EV manufacturers and tech companies pledge to exclude ocean minerals from their supply chains

By Henry Neondo

A partnership that brings together leading corporates and a conservation organization have today announced a commitment to not use minerals mined from the ocean in their electric vehicle batteries.

BMW, joined by Samsung SDI, Google, and Volvo Group are partnering with the World Wildlife Fund (WWF) to make clear that the electric vehicle (EV) market chooses to tackle climate change and that this war against climate change does not need to be responsible for severe and irreversible damage to ocean biodiversity, fisheries, and carbon stores.

“Today’s announcement brings BMW, Volvo, Samsung, and Google in alignment with over 90 NGOs, environmental leaders like David Attenborough, and ocean scientists around the world that have all spoken out on the hazards of mining the ocean. By rejecting ocean mining, these companies are helping to protect some of the planet’s oldest corals, whales, beautiful and mysterious deep-sea octopus, and countless other ocean species that have not yet been discovered. I can only hope that Tesla, Renault, Volkswagen, GM, and the world’s other big EV manufacturers have taken note of BMW’s leadership on ocean protection,” said Prof. Douglas McCauley, a professor at the University of California Santa Barbara.

By committing to excluding ocean minerals from their supply chains, these companies offer a powerful refutation to the argument by the growing ocean mining industry that we must open up international waters to mining as soon as this year to obtain the metals to build batteries central to this shift toward electrification.
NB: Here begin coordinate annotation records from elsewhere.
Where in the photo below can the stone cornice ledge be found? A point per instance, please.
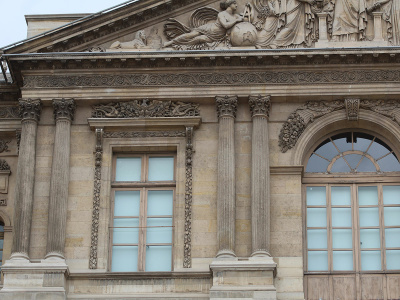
(141, 275)
(286, 170)
(144, 123)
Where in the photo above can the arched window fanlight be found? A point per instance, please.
(353, 152)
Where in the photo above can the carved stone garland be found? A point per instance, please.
(307, 113)
(96, 199)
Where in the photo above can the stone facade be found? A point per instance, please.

In their announcement, these companies also show their support for improved resource efficiency to reduce demand for primary minerals—innovations in battery chemistry, technology and recycling are already reducing mineral demand for next-gen EVs and batteries.

BMW’s continued leadership on sustainable mineral sourcing shows the world that there is a viable alternative pathway to fast-tracking this ramp-up in automotive electrification—without the need to send massive mining machines into the ocean.